On Thu, Aug 02, 2012 at 02:49:45PM -0400, Tom Lane wrote:
> I believe that the SPGiST issue should be fixed as follows:
>
> * It's okay for transactions inserting redirection tuples to use their
> own XID as the marker.
>
> * In spgvacuum.c, the test in vacuumRedirectAndPlaceholder to decide if
> a redirection tuple is recyclable should use
> TransactionIdPrecedes(dt->xid, RecentGlobalXmin)
> rather than comparing against OldestXmin as it does now. (This allows
> some consequent simplification since the module need not pass around
> an OldestXmin parameter.)
>
> * vacuumRedirectAndPlaceholder must also compute the newest XID among
> the redirection tuples it removes from the page, and store that in
> a new field of XLOG_SPGIST_VACUUM_REDIRECT WAL records.
>
> * In spgRedoVacuumRedirect, call ResolveRecoveryConflictWithSnapshot
> with the newest-redirect XID.
All the above looks reasonable, as does the committed patch.
There's an obsolete comment in spg_redo().
> I had first thought that we could avoid a change in WAL contents by
> having spgRedoVacuumRedirect compute the cutoff XID for itself by
> examining the removed tuples, but that doesn't work: XLogInsert might
> for instance have decided to store a full-page image, in which case the
> information isn't available by inspection of the old page contents.

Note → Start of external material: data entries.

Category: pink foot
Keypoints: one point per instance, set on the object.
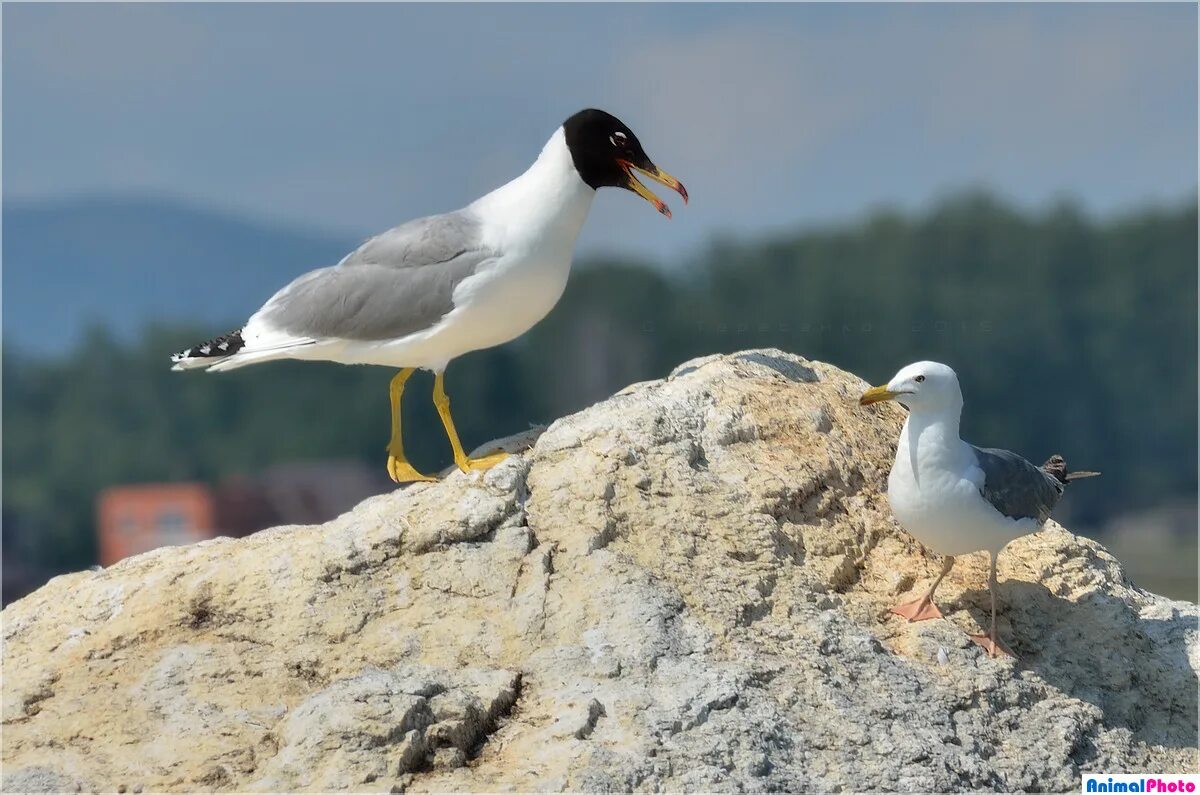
(991, 646)
(921, 609)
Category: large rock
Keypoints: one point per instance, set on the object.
(682, 587)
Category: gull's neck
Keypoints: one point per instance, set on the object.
(545, 205)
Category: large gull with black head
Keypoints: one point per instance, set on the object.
(432, 290)
(955, 497)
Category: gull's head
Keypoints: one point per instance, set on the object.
(606, 154)
(924, 386)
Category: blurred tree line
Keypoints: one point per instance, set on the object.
(1069, 335)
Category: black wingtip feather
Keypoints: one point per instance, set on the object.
(1056, 466)
(219, 347)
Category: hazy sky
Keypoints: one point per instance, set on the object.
(358, 117)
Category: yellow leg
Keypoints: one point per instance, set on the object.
(460, 458)
(399, 467)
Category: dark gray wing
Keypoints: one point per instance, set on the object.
(394, 285)
(1014, 486)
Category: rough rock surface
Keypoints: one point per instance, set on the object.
(682, 587)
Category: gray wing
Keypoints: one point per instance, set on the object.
(1014, 486)
(394, 285)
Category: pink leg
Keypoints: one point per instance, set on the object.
(923, 608)
(989, 640)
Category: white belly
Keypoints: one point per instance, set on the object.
(947, 513)
(493, 306)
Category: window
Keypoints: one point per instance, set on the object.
(173, 526)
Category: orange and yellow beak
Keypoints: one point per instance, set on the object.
(658, 175)
(877, 395)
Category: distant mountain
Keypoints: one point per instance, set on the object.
(124, 262)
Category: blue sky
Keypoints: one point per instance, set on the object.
(358, 117)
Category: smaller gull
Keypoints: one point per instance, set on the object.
(953, 496)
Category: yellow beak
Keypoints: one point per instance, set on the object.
(658, 175)
(876, 395)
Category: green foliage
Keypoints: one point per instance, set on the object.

> But we still have to enforce the interlock against hot standby xacts.
We achieve that division of labor for XLOG_BTREE_DELETE by examining the old
contents before RestoreBkpBlocks(). This is safe, I think, because we only
examine the page when the system has running hot standby backends, and we only
allow hot standby connections when recovery has proceeded far enough to fix
all torn and ahead-of-EndRecPtr pages. Note that this decision is a larger
win for XLOG_BTREE_DELETE than it would be for XLOG_SPGIST_VACUUM_REDIRECT.
For XLOG_BTREE_DELETE, finding the cutoff XID could require fetching and
examining hundreds of heap pages. For XLOG_SPGIST_VACUUM_REDIRECT, doing so
just adds a few cycles to an existing page scan. I think the simpler way
you've implemented it is better for the long term.
> In principle we should bump the XLOG page magic number for this change
> in WAL contents, but I'm inclined not to because it'd cause pain for
> beta testers, and there are probably very few people who'd have live
> XLOG_SPGIST_VACUUM_REDIRECT records in play when they switch to beta3.
Seems fair.
Thanks,
nm